I don’t get to play around with code much these days, but being around geeks that had html jokes tattooed on their arms and were running around doing cool things at SXSW made me feel lame.
So as soon as I got home and had a “wouldn’t it be cool if I could…” moment, I vowed to build it. Now what I describe below will look like driving screws with a hammer to those of you who script PHP as your mother tongue, but with a few hours squeezed in between work and kids, I decided to do this all with the shortcuts I know rather than take the time to freshen up on PHP skills or –heaven forbid– finally learn Python.

So thank you NoteTab Pro, thank you Yahoo Pipes, thank you Google Spreadsheets

which enabled me to fulfil the wish I wished:

“As a fan of the hyper-intelligent and hyper-creative folks who attend SXSW, I wish I could execute a search limited to the sites and blogs from people who attended and presented, so I will see only high-quality returns.”

The whole thing had its beginnings in a campaign goal: see what kind of buzz we managed to generate about the Green my Apple campaign with this crowd. (Answer: not bad! A surprising number of people had ALREADY blogged about the campaign before coming to SXSW.)
Here’s my homebrew recipe for creating a SXSW-flavoured search. Or you can just visit the pipe I finally made if all you want is the result.


First step, thank Jason Patton for making Conferenceer, without which none of this would be possible. Conferenceer ports all the panelist’s websites and blogs to an OPML file, along with those of everyone who registered with Conferenceer. (GREAT piece of work. Thanks, Jason!! Chapeau bas!)

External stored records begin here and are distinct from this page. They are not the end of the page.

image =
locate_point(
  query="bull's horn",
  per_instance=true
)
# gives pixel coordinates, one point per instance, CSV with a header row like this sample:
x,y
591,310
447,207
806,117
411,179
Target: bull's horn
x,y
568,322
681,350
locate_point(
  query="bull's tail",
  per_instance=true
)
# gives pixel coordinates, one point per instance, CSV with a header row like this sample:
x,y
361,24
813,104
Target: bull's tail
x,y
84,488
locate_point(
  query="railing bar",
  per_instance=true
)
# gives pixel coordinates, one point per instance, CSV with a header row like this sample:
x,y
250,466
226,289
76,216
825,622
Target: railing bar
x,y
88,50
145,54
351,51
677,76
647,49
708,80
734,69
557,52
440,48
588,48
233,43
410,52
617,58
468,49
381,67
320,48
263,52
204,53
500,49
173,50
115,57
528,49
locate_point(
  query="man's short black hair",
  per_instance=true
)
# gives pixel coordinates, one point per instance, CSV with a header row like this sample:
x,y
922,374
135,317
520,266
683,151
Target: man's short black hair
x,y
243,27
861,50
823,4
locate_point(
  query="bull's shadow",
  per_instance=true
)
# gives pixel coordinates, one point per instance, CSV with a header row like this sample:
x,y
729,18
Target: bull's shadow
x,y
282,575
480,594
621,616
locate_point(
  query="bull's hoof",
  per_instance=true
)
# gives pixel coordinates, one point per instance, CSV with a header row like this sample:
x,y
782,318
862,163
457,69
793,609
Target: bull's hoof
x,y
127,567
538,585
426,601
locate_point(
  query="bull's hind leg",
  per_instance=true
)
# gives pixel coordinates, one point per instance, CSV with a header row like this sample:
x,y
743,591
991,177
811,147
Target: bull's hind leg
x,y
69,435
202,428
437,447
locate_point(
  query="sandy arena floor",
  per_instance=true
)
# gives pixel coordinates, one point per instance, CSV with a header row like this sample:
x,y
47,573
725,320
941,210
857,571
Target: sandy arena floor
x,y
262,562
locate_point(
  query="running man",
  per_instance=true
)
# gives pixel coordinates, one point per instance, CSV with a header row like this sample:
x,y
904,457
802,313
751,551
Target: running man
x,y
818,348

Now I thought I would just be able to upload the OPML to my own server and get Yahoo Pipes to parse that file like an RSS feed. But nooooooooo. Nothing is ever so simple. Yahoo Pipes doesn’t speak OPML.

Now Chris Lott has written a little php script to get around that. But try as I might, I could not get the “link” values generated by this port of the opml to work as site limiters on a Yahoo search in Pipes, even after fixing user input errors so it validated. (www. without the http:// in about a dozen urls.) No idea why it worked not, this looked like the answer to my problem.

OK, so back to the drawing board. A further search on OPML to RSS conversion revealed this handy note from Techbrew, which pointed out that if you can port your data into a Google Spreadsheet, for Pete’s sake, you can create an RSS on the fly with a single column spreadsheet. Awesome.
Right, surely Google Spreadsheet will import structured data like OPML, right? WRONG!!! If I want to get a single column of URLs, I can’t give Google Spreadsheet XML. I can’t give it OPML. I have to give it a CSV. Now come on, Google. Shouldn’t XML imports be an obvious win?

So how am I going to strip down that OPML file to create a CSV?
OK, now here I know somebody will jump in and say there’s an easier way to do the following, but you knows what you knows, and since I stopped writing Pascal in my dark early days of self-taught code, my tool of choice for offline string manipulation is NoteTab Pro scripting. (Sneer not, Geek friend, it has never let me down yet!)
So in about five minutes I whipped up this:

;NoteTab Pro clipboard script for retrieving the htmlUrl fields from an OPML file
;and writing them to a csv file
^!Goto Process

:P rocess
^!Find “htmlUrl=” TIS
;htmlUrl= is the tag which precedes all URLs in the file
^!IfError Finish
;this breaks out the loop when the file is done
^!MoveCursor +1
;this moves the cursor focus into the position of the ” double quote
^!Set %URL%=^$GetQuoteBlock$^p
;this captures the text contained in the Doublequotes and writes it to variable ;called “URL” with a linebreak
^!AppendToFile “c:\temp\output.csv” ^%URL%
;this writes the linebreak-delimited item to the output file
^!Goto Process
;loop back to the top until you hit the EOF implied by no further “find” results

:Finish
^!Close “c:\temp\output.csv”
;Jane! Stop this Crazy thing!

And voila. Run that over the OPML and it nicely extracts all the URLs and puts them into a handy CSV file. Imported it into this here Google Spread Sheet. (sorry, you need a Google account to view it. Information doesn’t want to be unlocked by free email accounts, it wants to be FREE Thanks JR, for correcting this! And THANKS for Google Spreadsheets!)

Now that creates a handy rss feed (which IS freely available) And can be plugged into a Yahoo Pipe which Takes User input as a search term:

Then sequentially runs a site-limited search on each of the URLs in the RSS feed, aggregating as it goes.

It may not have been elegant in its making, but it gave me joy, and it works.